The country experienced a vertiginous growth of its fleet in the years following the launch of the flex , which allowed its rapid renewal. Currently, of every 100 vehicles running on the country's streets and highways, 84 are flex-fuel and can be fueled with ethanol. In addition, growing environmental concerns and rising oil prices have driven up gasoline prices, giving even more room for clean, renewable fuel.


However, the most structural change that was seen was a series of public policies focused on ethanol and its competitiveness based on the creation of a tax differential, both at the federal and state levels. In 2001, the Federal Government launched the Contribution for Intervention in the Economic Domain, Fuels, focusing on fossil fuels.

In December 2003, the then governor of São Paulo and current vice president of the republic, Geraldo Alckmin, sanctioned the law that reduced the tax rate on the circulation of goods and services for hydrous ethanol from 25% to 12%, making it the first state to adopt this measure. The law went into effect in 2004 and was followed by other states in subsequent years.

Currently, 14 states establish tax differentials for Tax on Circulation of Goods and Services between hydrous ethanol and gasoline. The issue is so crucial to this market that, in 2022, the National Congress decided to include in the Brazilian Constitution, in its chapter dealing with the environment, the obligation to present a tax differential between ethanol and gasoline with regard to federal taxes and state. With lower taxation and more competitive than gasoline, the consumer was encouraged, in addition to buying a flex-fuel vehicle, to also fill up with hydrous ethanol.

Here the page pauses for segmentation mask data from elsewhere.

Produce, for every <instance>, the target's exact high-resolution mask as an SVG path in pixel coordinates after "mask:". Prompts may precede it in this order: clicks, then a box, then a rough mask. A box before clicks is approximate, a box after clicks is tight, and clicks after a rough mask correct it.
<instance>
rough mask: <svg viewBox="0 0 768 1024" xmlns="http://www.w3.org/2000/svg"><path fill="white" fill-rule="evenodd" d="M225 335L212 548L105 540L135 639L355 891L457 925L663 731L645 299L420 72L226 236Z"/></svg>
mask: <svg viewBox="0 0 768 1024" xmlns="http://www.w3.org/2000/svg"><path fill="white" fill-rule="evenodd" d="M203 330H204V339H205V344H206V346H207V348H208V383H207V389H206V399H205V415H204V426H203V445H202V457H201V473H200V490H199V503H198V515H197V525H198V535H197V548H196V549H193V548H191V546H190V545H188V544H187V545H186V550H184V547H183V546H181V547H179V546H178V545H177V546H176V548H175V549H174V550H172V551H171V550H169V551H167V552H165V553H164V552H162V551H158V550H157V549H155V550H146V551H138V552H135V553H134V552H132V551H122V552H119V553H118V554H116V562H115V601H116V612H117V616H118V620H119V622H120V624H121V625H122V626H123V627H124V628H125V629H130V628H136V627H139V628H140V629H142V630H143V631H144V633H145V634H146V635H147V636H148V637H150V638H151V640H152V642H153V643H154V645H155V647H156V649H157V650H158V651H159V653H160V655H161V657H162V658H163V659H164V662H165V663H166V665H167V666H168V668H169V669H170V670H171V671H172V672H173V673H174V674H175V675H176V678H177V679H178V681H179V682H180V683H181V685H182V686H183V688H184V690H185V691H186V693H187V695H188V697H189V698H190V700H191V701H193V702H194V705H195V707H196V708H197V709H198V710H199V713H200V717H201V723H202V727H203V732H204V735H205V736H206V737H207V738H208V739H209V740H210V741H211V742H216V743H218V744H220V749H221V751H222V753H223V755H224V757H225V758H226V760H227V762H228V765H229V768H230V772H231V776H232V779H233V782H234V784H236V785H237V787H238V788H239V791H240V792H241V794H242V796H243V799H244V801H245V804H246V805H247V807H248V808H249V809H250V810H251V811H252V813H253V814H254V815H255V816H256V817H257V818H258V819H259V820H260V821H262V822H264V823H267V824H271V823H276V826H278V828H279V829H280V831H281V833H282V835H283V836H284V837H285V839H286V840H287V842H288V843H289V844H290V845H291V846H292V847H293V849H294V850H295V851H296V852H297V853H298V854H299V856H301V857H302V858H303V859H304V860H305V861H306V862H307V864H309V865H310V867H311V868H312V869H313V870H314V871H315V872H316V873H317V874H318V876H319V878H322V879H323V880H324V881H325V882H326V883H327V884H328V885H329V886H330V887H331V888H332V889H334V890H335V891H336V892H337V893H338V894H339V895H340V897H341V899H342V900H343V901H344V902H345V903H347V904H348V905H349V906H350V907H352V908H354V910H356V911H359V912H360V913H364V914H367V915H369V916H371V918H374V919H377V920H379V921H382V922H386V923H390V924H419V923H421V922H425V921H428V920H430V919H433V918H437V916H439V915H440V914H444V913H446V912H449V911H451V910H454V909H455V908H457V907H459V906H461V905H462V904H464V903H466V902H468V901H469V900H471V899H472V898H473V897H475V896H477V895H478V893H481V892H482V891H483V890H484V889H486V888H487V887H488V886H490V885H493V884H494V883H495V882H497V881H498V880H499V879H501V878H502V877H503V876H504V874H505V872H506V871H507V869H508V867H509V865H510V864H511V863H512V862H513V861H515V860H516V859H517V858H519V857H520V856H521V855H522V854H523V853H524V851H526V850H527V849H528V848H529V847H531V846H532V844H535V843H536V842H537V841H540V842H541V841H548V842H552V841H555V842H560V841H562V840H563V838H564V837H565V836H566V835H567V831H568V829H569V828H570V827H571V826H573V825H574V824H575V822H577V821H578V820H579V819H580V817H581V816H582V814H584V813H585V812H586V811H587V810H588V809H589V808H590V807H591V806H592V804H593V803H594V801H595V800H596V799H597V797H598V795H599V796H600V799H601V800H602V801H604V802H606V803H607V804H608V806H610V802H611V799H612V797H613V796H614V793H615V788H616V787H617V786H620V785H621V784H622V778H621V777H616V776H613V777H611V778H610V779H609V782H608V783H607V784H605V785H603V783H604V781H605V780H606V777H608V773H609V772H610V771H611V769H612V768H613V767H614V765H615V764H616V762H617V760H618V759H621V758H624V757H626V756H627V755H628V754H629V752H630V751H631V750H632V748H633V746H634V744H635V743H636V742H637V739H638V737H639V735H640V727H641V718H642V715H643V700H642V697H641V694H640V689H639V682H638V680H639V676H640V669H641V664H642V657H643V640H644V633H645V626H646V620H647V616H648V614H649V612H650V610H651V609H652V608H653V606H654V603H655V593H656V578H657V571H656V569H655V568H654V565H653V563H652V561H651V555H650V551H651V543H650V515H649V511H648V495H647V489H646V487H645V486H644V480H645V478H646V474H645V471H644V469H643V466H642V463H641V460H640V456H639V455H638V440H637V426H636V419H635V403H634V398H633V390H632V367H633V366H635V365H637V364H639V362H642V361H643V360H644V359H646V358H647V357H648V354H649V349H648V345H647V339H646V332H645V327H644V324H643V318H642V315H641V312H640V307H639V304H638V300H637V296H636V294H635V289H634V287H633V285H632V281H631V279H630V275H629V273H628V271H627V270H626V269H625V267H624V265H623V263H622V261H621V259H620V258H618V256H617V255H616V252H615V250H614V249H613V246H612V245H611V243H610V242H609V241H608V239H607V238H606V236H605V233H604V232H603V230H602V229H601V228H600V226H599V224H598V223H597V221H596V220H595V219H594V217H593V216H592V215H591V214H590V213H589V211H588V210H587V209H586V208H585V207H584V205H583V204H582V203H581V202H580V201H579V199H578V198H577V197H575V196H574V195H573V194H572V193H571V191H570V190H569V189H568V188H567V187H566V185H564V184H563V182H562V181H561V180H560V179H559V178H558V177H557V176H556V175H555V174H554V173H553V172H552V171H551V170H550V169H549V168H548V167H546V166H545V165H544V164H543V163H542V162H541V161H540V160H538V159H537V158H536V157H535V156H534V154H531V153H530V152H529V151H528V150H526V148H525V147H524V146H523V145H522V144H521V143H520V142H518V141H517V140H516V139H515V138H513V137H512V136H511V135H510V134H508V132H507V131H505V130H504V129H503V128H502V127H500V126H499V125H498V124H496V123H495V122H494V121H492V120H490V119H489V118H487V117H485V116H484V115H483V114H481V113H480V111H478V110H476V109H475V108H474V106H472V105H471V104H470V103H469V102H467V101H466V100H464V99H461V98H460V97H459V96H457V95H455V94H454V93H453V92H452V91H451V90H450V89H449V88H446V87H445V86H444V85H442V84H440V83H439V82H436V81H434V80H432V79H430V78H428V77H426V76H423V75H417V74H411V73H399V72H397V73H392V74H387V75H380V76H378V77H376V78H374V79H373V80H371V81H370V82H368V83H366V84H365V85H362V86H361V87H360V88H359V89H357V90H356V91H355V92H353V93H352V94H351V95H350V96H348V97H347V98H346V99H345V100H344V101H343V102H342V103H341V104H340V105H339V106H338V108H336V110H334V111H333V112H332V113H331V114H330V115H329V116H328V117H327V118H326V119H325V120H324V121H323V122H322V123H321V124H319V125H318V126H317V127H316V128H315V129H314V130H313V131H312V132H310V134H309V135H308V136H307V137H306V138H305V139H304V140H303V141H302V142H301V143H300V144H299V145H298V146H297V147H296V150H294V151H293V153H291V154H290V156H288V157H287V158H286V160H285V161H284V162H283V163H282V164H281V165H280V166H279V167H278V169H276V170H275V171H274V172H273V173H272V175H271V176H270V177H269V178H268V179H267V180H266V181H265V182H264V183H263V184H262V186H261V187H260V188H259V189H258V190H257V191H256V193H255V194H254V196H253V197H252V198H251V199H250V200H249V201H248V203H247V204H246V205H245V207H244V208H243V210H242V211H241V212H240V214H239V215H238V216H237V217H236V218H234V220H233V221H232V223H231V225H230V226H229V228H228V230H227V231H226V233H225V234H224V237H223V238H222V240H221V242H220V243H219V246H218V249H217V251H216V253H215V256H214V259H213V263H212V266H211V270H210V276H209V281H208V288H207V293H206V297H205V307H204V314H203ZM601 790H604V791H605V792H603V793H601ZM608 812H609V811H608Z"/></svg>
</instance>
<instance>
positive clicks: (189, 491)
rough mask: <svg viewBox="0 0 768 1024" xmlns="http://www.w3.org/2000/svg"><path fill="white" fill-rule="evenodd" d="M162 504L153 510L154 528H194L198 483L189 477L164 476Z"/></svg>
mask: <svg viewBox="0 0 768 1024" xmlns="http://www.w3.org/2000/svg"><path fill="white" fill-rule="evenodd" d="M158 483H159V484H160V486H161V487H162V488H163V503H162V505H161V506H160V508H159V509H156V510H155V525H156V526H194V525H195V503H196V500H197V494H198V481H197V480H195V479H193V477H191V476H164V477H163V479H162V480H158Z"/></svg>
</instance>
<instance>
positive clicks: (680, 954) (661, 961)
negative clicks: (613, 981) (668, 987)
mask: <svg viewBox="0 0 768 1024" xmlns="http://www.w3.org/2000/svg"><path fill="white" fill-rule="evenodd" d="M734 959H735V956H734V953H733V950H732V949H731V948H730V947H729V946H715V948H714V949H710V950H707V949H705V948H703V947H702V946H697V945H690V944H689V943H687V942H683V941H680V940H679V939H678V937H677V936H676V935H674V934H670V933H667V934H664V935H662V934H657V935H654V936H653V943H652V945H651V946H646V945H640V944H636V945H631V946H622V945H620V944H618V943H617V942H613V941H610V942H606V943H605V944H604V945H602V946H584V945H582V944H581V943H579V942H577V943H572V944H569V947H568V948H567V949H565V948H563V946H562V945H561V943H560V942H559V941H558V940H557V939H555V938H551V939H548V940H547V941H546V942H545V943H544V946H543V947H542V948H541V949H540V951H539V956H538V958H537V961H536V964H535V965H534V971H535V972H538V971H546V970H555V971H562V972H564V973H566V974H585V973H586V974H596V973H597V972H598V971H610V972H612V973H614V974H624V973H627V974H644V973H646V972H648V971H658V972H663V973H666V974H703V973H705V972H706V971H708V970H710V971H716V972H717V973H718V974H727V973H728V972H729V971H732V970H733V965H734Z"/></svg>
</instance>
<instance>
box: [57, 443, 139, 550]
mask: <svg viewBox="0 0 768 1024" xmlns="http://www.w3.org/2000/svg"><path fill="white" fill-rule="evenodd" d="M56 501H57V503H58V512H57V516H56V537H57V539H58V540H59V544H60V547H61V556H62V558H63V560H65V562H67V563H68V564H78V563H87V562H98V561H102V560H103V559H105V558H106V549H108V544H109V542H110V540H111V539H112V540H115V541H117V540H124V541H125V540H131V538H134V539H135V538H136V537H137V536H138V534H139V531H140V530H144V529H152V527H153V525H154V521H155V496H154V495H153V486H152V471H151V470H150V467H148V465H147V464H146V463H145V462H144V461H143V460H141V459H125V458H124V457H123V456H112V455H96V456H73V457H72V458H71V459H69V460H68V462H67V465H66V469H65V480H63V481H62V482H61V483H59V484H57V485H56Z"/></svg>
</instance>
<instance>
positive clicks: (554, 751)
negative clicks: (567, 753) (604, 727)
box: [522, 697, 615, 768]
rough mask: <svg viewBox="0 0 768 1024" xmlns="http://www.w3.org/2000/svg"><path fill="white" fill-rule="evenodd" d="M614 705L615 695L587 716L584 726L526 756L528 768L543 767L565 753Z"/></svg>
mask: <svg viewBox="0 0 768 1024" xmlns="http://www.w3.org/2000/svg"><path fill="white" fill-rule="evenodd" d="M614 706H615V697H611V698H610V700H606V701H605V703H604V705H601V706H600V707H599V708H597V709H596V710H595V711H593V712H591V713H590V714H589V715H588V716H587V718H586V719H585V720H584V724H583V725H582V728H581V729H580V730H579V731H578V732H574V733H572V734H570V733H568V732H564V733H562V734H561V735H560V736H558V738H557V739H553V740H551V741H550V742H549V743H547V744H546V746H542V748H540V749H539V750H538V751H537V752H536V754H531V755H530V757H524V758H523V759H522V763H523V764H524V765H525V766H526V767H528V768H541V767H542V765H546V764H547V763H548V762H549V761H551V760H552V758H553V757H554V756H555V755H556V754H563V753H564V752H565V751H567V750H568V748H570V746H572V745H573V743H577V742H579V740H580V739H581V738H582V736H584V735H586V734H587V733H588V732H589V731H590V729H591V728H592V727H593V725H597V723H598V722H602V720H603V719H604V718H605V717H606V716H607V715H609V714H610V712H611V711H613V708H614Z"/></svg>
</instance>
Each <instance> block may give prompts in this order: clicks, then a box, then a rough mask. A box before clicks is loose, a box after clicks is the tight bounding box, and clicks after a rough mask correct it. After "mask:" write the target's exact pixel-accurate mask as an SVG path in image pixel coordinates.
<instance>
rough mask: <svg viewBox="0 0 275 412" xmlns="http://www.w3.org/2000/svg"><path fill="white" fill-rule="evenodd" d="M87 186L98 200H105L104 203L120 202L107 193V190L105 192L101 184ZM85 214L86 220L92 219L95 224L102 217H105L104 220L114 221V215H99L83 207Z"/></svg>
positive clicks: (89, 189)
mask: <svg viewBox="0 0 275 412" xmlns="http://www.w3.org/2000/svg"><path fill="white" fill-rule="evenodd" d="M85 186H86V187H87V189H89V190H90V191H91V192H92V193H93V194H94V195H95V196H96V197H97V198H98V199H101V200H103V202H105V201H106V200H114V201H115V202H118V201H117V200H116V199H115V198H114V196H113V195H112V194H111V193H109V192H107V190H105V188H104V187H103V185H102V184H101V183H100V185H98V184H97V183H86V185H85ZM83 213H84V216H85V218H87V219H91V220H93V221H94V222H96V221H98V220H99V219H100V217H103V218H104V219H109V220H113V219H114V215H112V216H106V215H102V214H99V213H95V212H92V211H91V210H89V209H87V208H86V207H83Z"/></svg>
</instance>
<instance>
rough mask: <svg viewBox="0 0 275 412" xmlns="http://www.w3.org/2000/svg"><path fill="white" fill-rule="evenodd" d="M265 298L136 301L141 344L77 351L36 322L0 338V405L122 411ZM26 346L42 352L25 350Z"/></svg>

The 20 years of the flex car fuel arrive when the world's attention turns to alternative sources of low-emission energy, in which ethanol needs to have a great emphasis. In addition to the strong global trend towards electrification in the automotive sector. The set of market agents that make up the ethanol environment in Brazil is aware of this trend and, in an anticipatory movement, wants to turn the market threat into an opportunity to consolidate the socio-environmental role of biofuel.

Vehicle electrification is associated with battery-powered cars. But this is not the only possibility, there are alternatives, such as the flex hybrid models, already launched in Brazil, and the fuel cell. In the latter, ethanol is a source of hydrogen that feeds the system in the form of energy.


Brazil is a pioneer market in the combination of ethanol and electrification, in search of solutions to reduce the environmental impact. The hybrid car and the hydrogen-powered car are different possibilities within the Brazilian market, which already have the support of the automobile industry and different automakers. For a country that has created its own route over the last 50 years to overcome crises and further encourage its internal vocations, it does not seem difficult to us to think that, in the future of sustainable mobility, ethanol will continue to play a leading role, even beyond Brazilian borders.